Architecture of basis/GLM classes

billbrod commented 1 year ago

Might be useful to restructure the architecture of basis and GLM classes.

We could make basis more like a scikit-learn transformer, with a fit (current gen_basis_funcs), transform (the convolution with spike train that currently happens in GLM, or sampling in space as an animal moves through an environment) and fit_transform (the two together) methods.

Then what arguments would GLM accept?
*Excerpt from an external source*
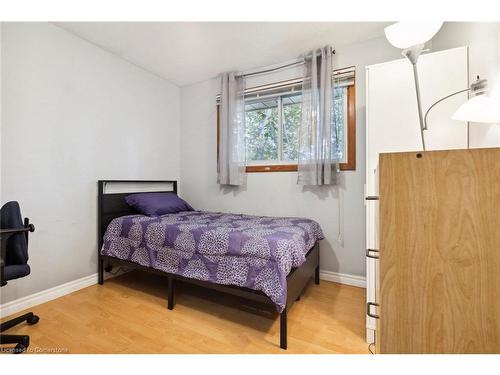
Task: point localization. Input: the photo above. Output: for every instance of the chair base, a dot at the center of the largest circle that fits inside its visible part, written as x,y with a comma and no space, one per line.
22,341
Probably the output of fit_transform (rather than the basis object itself), and that should be passed during initialization.

Additionally:

[ ] give GLM a convenience method to turn spike rate into spikes?
[ ] we probably want convenience methods to visualize the filters that get learned (i.e., multiplying weights by the bases). should that be in GLM or separate?
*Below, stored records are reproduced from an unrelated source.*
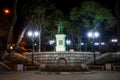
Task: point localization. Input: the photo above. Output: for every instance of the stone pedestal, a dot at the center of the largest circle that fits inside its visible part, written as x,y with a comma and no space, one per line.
60,42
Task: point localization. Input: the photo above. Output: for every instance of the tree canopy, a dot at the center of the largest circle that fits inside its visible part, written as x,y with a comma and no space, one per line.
93,15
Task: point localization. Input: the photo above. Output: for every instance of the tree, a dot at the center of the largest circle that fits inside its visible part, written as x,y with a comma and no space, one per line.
7,35
117,11
91,15
41,15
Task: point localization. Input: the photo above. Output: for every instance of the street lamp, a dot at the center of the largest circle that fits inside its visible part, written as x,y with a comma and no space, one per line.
93,35
33,35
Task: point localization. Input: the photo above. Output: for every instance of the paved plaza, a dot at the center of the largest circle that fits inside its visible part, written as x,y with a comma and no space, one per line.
34,75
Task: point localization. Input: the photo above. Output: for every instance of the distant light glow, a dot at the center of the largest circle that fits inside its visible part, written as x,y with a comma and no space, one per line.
6,11
102,43
11,47
30,33
96,44
114,40
93,34
82,43
36,33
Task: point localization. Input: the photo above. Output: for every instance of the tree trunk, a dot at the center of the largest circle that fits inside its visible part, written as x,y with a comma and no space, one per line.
13,21
117,11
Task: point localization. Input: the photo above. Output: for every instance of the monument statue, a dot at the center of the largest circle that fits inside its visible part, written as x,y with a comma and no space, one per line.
60,26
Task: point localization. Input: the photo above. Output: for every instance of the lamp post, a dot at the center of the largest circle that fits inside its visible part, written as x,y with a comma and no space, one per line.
93,35
33,35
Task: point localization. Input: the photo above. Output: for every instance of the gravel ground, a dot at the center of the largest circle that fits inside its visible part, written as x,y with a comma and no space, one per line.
35,75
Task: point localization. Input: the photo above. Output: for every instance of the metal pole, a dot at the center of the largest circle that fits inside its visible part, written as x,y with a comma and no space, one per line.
32,49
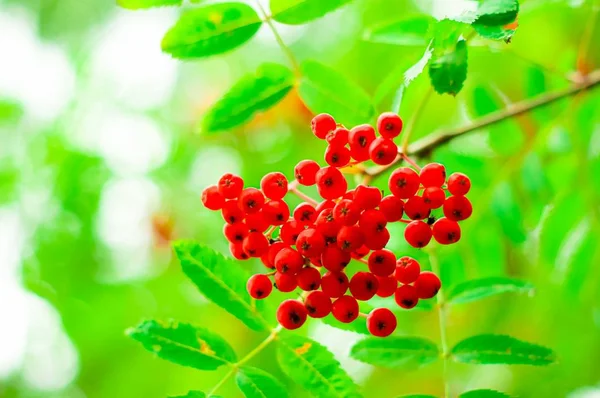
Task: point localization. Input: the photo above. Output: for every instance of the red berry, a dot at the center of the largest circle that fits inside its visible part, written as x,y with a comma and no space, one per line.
433,175
406,296
230,186
387,286
434,197
407,270
389,125
251,200
457,208
318,304
308,278
331,183
404,182
416,208
259,286
289,261
322,124
427,285
276,212
367,197
285,282
417,234
291,314
334,284
305,172
446,231
360,139
382,262
381,322
383,151
392,208
345,309
363,286
212,198
459,184
274,186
gviejo commented 1 year ago

Here is a proposition for the general workflow :

# Maybe some additional preprocessing modules like time warping, zscoring, etc

# Defining the basis
basis1 = RaisedCosineBasis(window_size = 100, n_basis = 5)
basis1.fit_transform(spikes)
basis2 = MyFancyBasis()
basis2.fit_transform(position)

# Fitting the glm
glm = GLM((basis1, basis2))
glm.add_basis(basis3)
glm.fit(spikes)

ahwillia commented 1 year ago

This would be my vision for the GLM of conjunctive position + head direction coding.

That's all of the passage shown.